“A man made of construction paper / flips and tumbles on the breeze.” That’s Aviv Rubinstien’s self-portrait halfway through “Tympanis,” and it’s the line that makes the song more interesting than a standard cheating narrative. The narrator isn’t looking for absolution. He’s just watching himself from the outside and finding exactly what he expected.

The setup is a domestic confrontation delivered as a Queens of the Stone Age-inflected punk track, four-on-the-floor drums hitting like accusations while the guitars grind underneath. Jack Shirley’s production at The Atomic Garden keeps the energy live and physical, which suits a song about a body caught doing what bodies do when they’re being dishonest.
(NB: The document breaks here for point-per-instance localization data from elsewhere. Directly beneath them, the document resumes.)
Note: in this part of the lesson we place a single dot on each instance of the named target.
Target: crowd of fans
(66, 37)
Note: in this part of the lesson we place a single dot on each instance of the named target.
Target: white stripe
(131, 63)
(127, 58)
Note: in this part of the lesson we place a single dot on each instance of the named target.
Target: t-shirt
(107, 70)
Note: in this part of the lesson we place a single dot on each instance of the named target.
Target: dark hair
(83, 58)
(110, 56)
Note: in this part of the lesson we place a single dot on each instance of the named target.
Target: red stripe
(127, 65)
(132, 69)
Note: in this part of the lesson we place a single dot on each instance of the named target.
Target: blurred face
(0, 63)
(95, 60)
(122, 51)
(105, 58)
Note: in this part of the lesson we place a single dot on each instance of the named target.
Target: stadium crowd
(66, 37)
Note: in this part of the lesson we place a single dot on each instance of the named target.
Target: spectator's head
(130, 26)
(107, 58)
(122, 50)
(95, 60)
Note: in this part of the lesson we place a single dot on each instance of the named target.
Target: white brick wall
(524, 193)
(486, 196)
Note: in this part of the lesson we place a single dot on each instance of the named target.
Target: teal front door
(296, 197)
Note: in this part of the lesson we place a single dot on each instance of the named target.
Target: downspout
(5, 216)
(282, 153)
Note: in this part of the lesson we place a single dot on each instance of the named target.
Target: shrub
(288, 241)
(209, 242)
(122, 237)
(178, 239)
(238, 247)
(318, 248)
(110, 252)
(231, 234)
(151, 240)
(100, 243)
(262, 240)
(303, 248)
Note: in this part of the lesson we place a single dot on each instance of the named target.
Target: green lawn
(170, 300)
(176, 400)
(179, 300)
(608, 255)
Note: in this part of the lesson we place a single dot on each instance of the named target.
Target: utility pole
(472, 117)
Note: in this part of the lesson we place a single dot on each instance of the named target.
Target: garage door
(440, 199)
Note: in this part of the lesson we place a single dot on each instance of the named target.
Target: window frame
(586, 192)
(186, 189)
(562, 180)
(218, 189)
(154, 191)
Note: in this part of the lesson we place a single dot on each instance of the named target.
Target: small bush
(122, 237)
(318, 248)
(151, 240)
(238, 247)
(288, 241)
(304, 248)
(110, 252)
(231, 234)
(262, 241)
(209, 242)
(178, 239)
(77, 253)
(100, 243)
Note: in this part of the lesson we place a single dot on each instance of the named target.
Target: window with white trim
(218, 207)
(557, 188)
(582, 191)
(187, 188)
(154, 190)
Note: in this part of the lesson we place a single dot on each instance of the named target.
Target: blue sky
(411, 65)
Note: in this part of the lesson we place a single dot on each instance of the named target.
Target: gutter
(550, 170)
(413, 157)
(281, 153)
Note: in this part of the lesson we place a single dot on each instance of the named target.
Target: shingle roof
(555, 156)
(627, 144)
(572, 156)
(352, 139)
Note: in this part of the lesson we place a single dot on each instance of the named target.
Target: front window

The chorus arrives as the partner’s voice replaying in the narrator’s head: “your hair smells like the ocean, baby / where did you go yesterday?” It’s not accusatory in tone so much as precise, the kind of question that already has its answer.
The verse where the narrator explicitly refuses the sympathy play is where the song gets genuinely uncomfortable: “I deserve no sympathy / won’t delude myself into feeling / any wrong’s been done to me / that I am more than just a villain.” Rubinstien doesn’t soften what follows, and the construction paper image lands as a clinical self-assessment rather than anything resembling remorse.
The tympani metaphor that opens and closes the song belongs to the wronged party, thunder rolling across a foreign shore. She’s the one with the weather behind her. He’s the one writing apologies with perfect timing and hoping they land like a fear of flying: a confession that he knows they won’t.